Держите своего ангела на земле

Татьяна Рязанова Альминская
"Держите своего ангела на земле", - я вспоминаю эти слова каждый раз, когда ты стонешь во сне. "Держите своего ангела на земле," - я шепчу, прижимая к губам твои ладошки, такие крохотные и такие холодные, тормоша тебя за плечи, теребя тебя за щёчки, когда так внезапно, так тихо, так страшно ты вдруг забываешь дышать...
***
Как рассказать о тебе - моём счастье и моей боли? Девять месяцев ты жил в любви. В такой любви, что, не пережив, даже представить себе невозможно. Каждую ночь с моим любимым мы засыпали, обнявшись, и ты засыпал между нами, пульсируя под моим и его сердцем. Мой сын прижимался щекой к моему животу, обнимал тебя, и ты отзывался ему - оттуда, где были вы оба, на языке, только вам обоим понятном и знакомом. Я говорила ему, что ты появишься, когда пожелтеют листья. И каждый день сентября я просыпалась с тревожным ожиданием твоего появления на свет. Каждое утро, каждое твоё шевеление я смотрела на моего любимого с тревогой - сегодня? И он брал тебя в свои ладони и прижимался к тебе лбом, и слушал тебя, и смотрел на меня с любовью - нет, не сегодня.
Я запомнила своё отражение в зеркале приёмного покоя. Зеркало стояло на подоконнике, сразу за зеркалом начинался кусочек сентябрьского дворика - мокрые опавшие листья на припаркованные машинах, кусочки серого неба, разбросанные в лужах. В зеркале - бледная я в голубой, одноразовой, медицинской сорочке, вдоль сорочки - нелепые руки, и на лице - большие глаза, в которых предчувствие боли. Там, за зеркалом - моросящий дождь, и мой любимый, спешащий по лужам, встревоженный и счастливый, забывший второпях шапку в машине...
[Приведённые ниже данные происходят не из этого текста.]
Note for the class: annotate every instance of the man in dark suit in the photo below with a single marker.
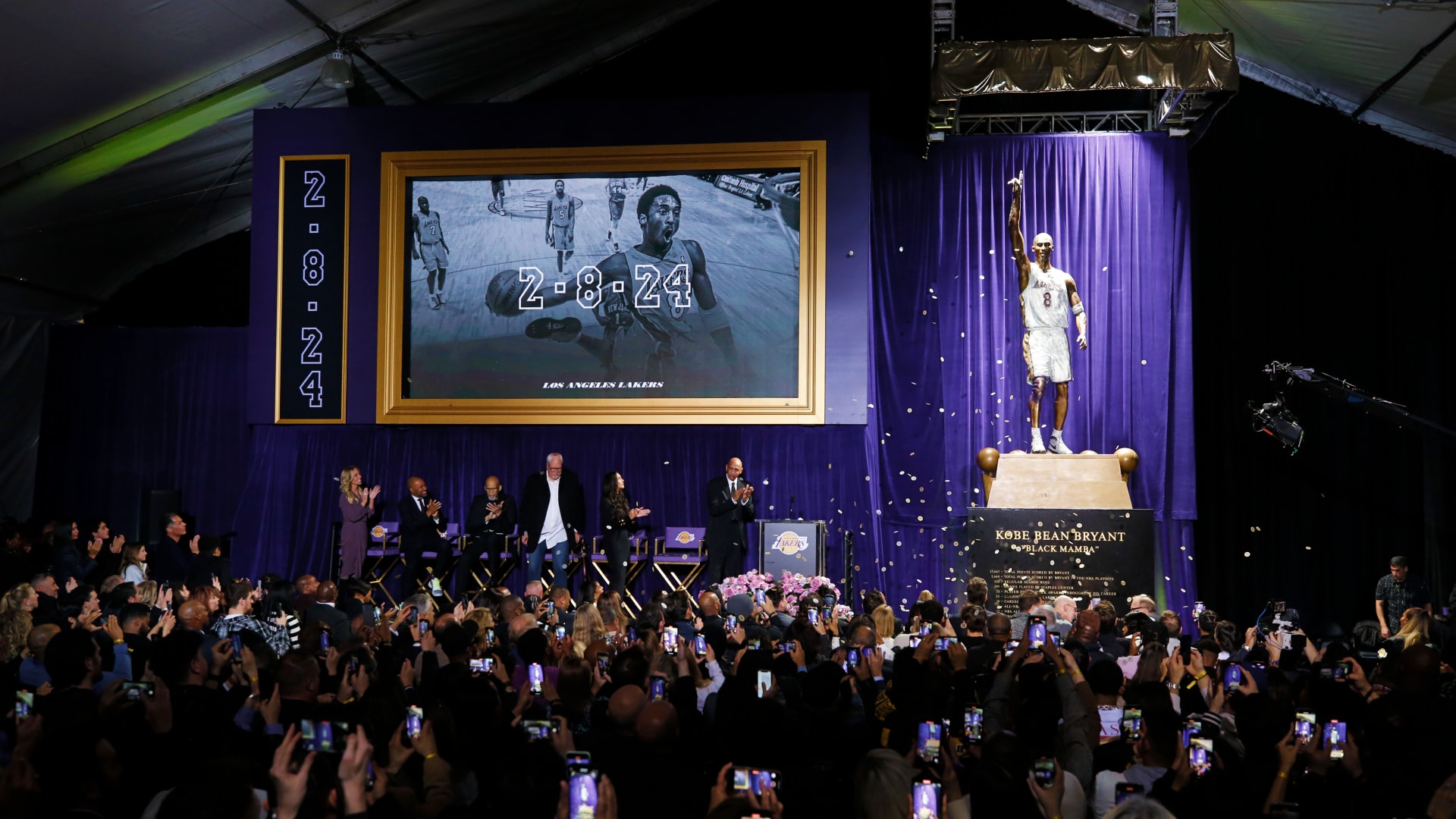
(325, 610)
(554, 515)
(421, 528)
(491, 519)
(730, 509)
(172, 557)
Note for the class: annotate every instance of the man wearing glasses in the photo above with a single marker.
(554, 515)
(490, 522)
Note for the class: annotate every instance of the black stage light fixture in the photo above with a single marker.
(1276, 420)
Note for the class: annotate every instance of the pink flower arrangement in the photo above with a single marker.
(794, 586)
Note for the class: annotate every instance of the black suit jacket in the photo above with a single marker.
(335, 620)
(728, 521)
(536, 499)
(417, 531)
(476, 525)
(610, 522)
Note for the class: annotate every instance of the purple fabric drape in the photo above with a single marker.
(164, 407)
(133, 410)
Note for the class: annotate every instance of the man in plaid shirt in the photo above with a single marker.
(239, 618)
(1397, 592)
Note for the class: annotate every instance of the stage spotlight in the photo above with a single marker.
(1276, 420)
(337, 72)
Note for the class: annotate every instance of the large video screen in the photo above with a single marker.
(620, 284)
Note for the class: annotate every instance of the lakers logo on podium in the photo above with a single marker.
(791, 544)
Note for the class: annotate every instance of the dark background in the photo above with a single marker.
(1316, 241)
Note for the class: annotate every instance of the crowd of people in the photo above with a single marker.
(220, 697)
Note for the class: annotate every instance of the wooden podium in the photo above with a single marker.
(1019, 480)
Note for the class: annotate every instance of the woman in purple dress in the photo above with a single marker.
(357, 506)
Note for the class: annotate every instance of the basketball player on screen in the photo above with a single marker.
(430, 245)
(1046, 293)
(561, 223)
(660, 300)
(617, 200)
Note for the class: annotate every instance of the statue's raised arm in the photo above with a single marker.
(1018, 242)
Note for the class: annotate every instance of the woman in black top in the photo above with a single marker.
(619, 519)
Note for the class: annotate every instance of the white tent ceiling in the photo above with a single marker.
(1337, 53)
(126, 124)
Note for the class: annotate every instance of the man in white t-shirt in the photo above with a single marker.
(554, 515)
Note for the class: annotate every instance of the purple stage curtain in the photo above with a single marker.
(128, 410)
(949, 372)
(290, 493)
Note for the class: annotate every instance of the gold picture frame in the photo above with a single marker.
(402, 172)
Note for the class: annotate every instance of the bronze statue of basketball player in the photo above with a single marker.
(1046, 295)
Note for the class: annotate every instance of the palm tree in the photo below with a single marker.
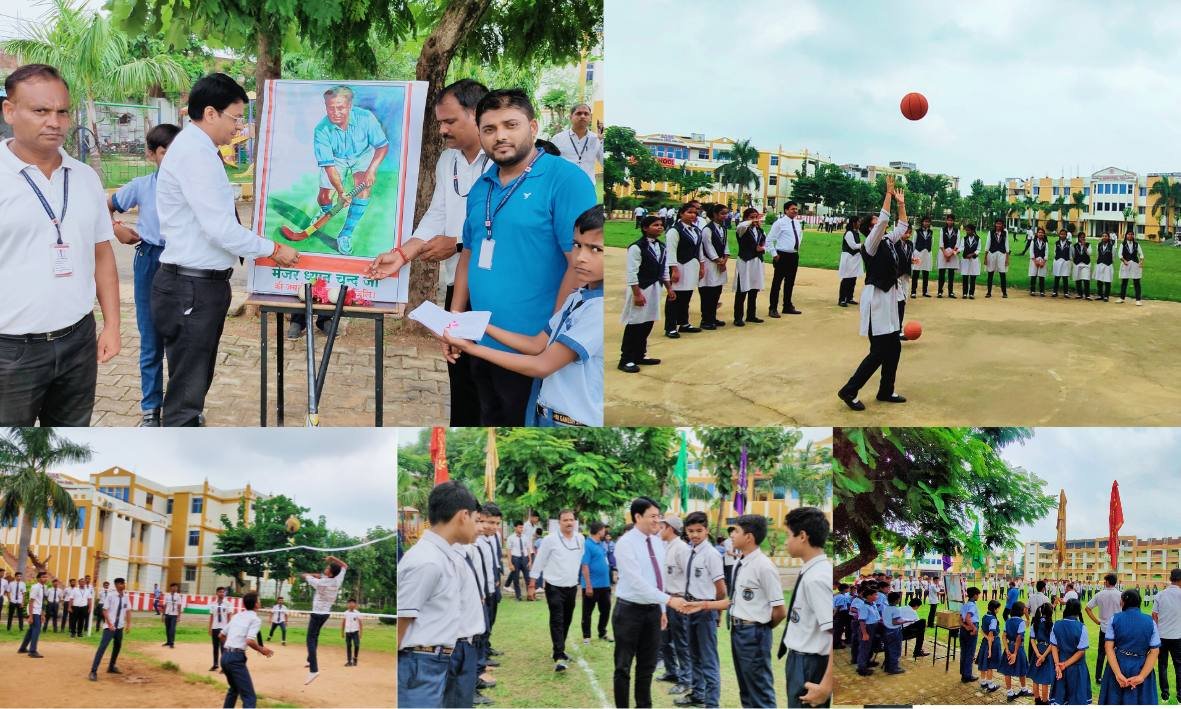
(1168, 199)
(738, 170)
(93, 58)
(27, 492)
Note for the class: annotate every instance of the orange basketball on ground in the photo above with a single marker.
(914, 105)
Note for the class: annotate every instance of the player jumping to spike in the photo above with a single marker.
(347, 140)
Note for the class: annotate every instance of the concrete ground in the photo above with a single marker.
(986, 362)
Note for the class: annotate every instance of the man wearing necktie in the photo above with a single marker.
(116, 620)
(785, 236)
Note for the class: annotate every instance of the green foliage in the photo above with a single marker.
(925, 487)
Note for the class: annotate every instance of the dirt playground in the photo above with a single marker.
(987, 362)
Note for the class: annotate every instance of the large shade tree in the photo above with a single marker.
(27, 489)
(925, 488)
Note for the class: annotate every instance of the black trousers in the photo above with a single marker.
(637, 629)
(885, 351)
(464, 395)
(635, 342)
(599, 599)
(189, 314)
(503, 394)
(711, 296)
(561, 600)
(51, 383)
(785, 266)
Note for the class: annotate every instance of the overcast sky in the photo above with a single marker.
(347, 475)
(1015, 88)
(1085, 461)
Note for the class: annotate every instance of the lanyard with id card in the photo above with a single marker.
(62, 265)
(489, 245)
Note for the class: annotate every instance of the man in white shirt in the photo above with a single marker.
(202, 242)
(325, 589)
(116, 622)
(579, 144)
(236, 637)
(560, 558)
(54, 258)
(640, 602)
(437, 235)
(783, 241)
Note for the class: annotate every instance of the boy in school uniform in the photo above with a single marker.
(807, 639)
(705, 587)
(220, 612)
(141, 193)
(437, 596)
(997, 260)
(36, 607)
(566, 358)
(351, 630)
(646, 274)
(756, 610)
(174, 605)
(236, 637)
(116, 622)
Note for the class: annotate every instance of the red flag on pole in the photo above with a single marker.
(1115, 520)
(438, 454)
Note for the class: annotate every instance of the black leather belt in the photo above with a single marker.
(202, 273)
(44, 337)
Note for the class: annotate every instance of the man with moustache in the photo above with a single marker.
(54, 258)
(437, 236)
(517, 244)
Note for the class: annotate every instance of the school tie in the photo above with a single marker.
(656, 567)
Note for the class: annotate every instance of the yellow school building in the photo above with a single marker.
(136, 528)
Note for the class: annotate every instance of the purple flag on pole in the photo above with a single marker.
(741, 494)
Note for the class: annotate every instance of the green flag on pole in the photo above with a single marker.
(682, 472)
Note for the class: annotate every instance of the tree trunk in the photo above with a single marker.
(457, 21)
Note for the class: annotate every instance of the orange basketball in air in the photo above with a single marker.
(914, 105)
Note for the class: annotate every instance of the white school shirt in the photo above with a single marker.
(430, 592)
(36, 300)
(197, 216)
(637, 572)
(174, 604)
(326, 590)
(879, 309)
(787, 235)
(454, 177)
(757, 589)
(586, 151)
(560, 559)
(241, 628)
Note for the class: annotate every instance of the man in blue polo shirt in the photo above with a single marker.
(517, 242)
(141, 193)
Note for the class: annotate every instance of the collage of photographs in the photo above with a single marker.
(365, 265)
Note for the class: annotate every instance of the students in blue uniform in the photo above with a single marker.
(987, 658)
(1041, 661)
(1068, 648)
(1133, 644)
(1013, 661)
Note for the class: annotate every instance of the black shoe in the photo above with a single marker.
(850, 402)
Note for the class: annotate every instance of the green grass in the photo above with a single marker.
(526, 676)
(1162, 262)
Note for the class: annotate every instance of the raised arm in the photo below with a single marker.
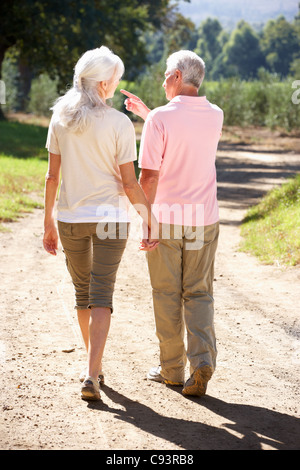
(139, 201)
(135, 105)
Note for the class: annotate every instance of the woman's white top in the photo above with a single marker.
(91, 187)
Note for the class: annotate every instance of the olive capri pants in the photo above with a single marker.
(92, 261)
(182, 288)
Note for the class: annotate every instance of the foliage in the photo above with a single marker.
(23, 140)
(42, 95)
(271, 229)
(18, 179)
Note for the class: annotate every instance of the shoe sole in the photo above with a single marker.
(87, 393)
(201, 376)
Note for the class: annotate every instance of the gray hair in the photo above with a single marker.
(191, 66)
(82, 100)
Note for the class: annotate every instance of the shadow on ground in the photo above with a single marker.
(245, 427)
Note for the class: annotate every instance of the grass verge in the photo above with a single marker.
(23, 165)
(271, 229)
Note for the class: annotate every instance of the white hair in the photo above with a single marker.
(191, 66)
(83, 99)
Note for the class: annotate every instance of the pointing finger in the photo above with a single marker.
(130, 95)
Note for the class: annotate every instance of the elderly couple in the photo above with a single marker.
(93, 147)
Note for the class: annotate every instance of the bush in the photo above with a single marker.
(42, 95)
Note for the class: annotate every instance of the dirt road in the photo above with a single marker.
(252, 400)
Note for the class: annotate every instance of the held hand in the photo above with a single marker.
(134, 104)
(50, 240)
(150, 238)
(148, 245)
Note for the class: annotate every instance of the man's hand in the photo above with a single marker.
(134, 104)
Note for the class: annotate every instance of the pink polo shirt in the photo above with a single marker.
(180, 140)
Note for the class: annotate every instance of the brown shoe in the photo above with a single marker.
(197, 383)
(90, 389)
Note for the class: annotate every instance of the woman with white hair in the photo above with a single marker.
(93, 146)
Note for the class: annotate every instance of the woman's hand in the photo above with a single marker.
(50, 240)
(150, 239)
(136, 105)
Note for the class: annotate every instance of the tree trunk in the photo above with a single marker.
(2, 52)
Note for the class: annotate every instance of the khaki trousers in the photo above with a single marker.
(182, 287)
(93, 254)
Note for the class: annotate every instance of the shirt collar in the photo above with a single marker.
(188, 99)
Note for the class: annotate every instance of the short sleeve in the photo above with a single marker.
(52, 141)
(152, 145)
(126, 142)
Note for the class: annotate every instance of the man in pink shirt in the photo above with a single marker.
(178, 175)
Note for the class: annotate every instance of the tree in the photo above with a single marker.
(242, 53)
(52, 34)
(280, 44)
(210, 44)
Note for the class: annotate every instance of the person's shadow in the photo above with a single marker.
(255, 426)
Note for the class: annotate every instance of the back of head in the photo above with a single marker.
(191, 66)
(82, 100)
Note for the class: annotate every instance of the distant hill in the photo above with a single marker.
(229, 12)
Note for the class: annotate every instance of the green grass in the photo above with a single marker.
(271, 229)
(23, 140)
(23, 165)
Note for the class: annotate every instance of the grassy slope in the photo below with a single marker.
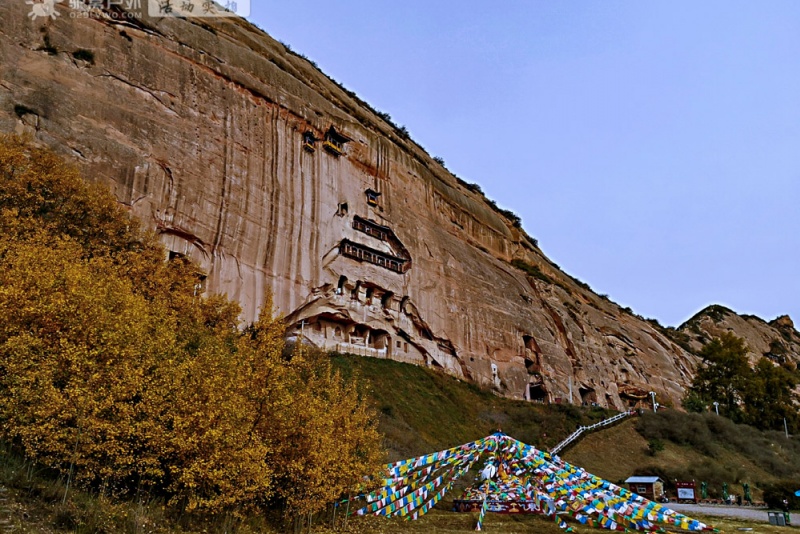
(424, 411)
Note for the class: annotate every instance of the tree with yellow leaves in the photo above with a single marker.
(115, 373)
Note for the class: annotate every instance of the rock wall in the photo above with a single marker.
(220, 139)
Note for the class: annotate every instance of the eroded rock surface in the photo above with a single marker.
(247, 159)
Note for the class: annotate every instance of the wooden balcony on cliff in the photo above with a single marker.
(361, 252)
(309, 142)
(372, 229)
(372, 197)
(335, 141)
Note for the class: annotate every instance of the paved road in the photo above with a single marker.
(739, 512)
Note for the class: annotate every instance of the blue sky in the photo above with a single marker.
(653, 148)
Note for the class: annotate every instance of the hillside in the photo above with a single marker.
(777, 340)
(246, 158)
(423, 411)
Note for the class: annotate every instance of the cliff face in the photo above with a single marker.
(246, 158)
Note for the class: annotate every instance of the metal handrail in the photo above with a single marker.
(581, 429)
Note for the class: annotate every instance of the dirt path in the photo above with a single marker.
(738, 512)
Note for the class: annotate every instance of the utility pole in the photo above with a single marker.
(570, 390)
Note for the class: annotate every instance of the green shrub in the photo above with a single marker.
(654, 446)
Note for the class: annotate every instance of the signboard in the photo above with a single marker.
(687, 491)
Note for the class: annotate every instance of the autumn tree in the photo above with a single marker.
(761, 396)
(723, 374)
(114, 371)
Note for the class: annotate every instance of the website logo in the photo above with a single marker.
(198, 8)
(44, 9)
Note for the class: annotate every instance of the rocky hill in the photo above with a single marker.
(245, 157)
(777, 340)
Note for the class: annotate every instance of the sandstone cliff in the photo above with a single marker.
(248, 159)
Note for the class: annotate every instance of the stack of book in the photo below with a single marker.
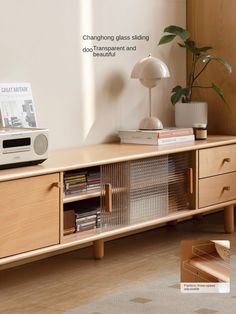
(75, 182)
(87, 219)
(157, 137)
(93, 179)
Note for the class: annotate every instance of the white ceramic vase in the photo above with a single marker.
(188, 114)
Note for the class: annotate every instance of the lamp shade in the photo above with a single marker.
(149, 70)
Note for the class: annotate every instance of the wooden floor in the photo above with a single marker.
(63, 282)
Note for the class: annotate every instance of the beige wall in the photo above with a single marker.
(83, 100)
(212, 23)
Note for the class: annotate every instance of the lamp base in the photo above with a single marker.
(151, 123)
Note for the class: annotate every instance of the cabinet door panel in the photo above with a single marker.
(29, 214)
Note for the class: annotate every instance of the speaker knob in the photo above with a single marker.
(40, 144)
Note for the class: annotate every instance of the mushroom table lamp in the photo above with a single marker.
(149, 71)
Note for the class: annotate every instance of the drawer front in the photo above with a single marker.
(217, 160)
(217, 189)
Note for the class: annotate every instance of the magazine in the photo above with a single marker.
(17, 106)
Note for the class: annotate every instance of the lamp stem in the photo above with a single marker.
(150, 103)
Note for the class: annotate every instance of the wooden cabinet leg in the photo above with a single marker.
(229, 219)
(98, 249)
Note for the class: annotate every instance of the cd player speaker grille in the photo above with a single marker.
(40, 144)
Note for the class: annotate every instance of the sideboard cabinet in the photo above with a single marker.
(131, 186)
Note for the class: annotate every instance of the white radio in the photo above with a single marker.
(22, 147)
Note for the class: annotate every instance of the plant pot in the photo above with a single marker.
(187, 114)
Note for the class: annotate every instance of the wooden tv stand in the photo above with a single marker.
(142, 186)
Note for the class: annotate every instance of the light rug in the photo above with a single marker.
(163, 296)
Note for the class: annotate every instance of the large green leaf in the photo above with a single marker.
(177, 93)
(219, 92)
(177, 30)
(166, 39)
(191, 46)
(219, 60)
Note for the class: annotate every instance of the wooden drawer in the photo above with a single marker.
(217, 189)
(29, 214)
(217, 160)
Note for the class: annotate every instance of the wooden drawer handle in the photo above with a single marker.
(190, 180)
(108, 197)
(55, 185)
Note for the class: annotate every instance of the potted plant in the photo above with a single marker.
(187, 112)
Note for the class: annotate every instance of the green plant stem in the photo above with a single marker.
(201, 71)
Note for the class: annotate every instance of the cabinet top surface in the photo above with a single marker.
(75, 158)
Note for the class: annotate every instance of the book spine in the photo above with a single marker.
(177, 139)
(175, 133)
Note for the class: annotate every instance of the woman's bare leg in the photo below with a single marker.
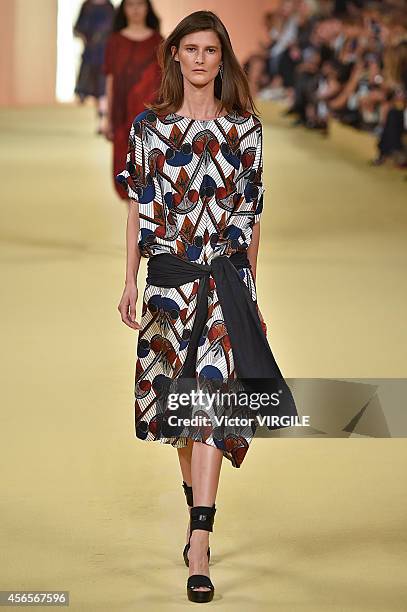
(185, 456)
(206, 462)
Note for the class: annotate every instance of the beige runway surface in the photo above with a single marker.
(305, 524)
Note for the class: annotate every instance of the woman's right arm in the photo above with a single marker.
(127, 305)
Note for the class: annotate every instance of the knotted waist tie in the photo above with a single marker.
(253, 359)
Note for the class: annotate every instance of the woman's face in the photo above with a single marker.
(135, 11)
(199, 56)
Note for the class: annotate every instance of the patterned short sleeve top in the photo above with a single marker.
(198, 183)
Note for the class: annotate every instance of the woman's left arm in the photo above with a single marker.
(253, 248)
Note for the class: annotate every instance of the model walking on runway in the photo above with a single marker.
(194, 179)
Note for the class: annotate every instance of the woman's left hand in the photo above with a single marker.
(262, 321)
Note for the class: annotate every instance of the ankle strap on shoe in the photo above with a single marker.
(202, 517)
(188, 493)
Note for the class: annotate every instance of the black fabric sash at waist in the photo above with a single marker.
(253, 359)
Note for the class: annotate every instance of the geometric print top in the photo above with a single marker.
(198, 183)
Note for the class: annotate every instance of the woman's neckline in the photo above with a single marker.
(201, 120)
(137, 40)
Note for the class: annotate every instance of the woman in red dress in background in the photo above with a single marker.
(132, 75)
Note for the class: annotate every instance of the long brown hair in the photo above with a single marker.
(232, 90)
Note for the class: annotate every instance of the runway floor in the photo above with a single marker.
(305, 524)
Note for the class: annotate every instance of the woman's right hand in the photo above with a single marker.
(127, 306)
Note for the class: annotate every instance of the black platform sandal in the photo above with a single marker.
(190, 501)
(202, 517)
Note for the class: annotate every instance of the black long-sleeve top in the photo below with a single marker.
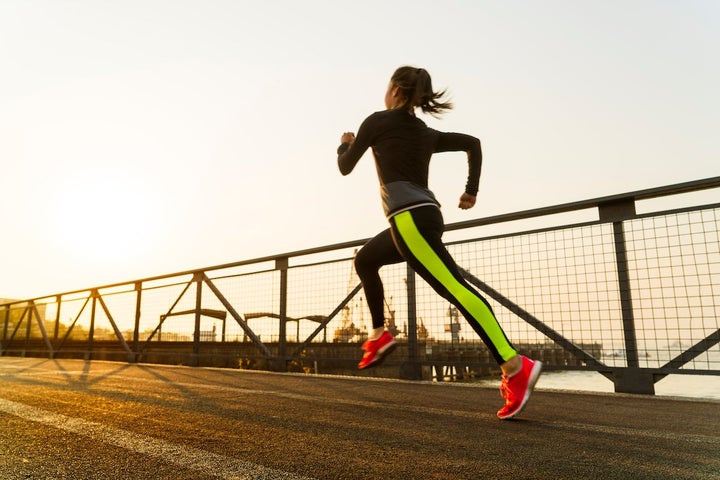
(402, 146)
Каждую секунду твоего рождения мы были с тобой. Мой любимый давал мне силы, а я старалась наполнить ими тебя. С каждым глубоким вдохом я давала тебе частичку этого мира, в котором мы ждали тебя. В какой-то момент я сказала моему любимому, что чувствую каждое твоё движение во мне, и теперь уже скоро. В 13.53 ты появился на свет.
***
"Держите своего ангела на земле". Я свела себя с ума постоянными возвращениями в тот день. Когда, в какой момент я почувствовала, что что-то пошло не так? Сейчас, вспоминая, мне кажется, что уже с первыми потугами, ещё в палате, я перестала чувствовать тебя, порвалась какая-то ниточка, и я осталась без тебя - по эту сторону, где только боль, и ты остался без меня по ту сторону, где только неизвестность и страх. Это сейчас, спустя полтора месяца, мне кажется, что я всё поняла уже тогда.
Нет, тогда мне казалось, что мы по-прежнему вместе. И вот ты родился, и ты лежишь на моей груди, я смотрю в твои глаза и понимаю - понимаю? - что что-то не так. Твои глаза такой невероятной первородной глубины - такие омуты, за полтора месяца твоей жизни я миллион раз вернулась в родовую и посмотрела в те твои глаза. Увидела ли я в них тогда, сколько боли ты пережил? Почувствовало ли тогда моё сердце, материнское сердце, что что-то не так?!.. И миллион раз я ответила себе, что да. И миллион раз я спросила себя: тогда почему я не помогла тебе ещё тогда? Я не знаю как, мой хороший, но у меня тогда ещё оставались силы, а у тебя их уже не было, и тебе нужны были мои, ия тебе их не дала.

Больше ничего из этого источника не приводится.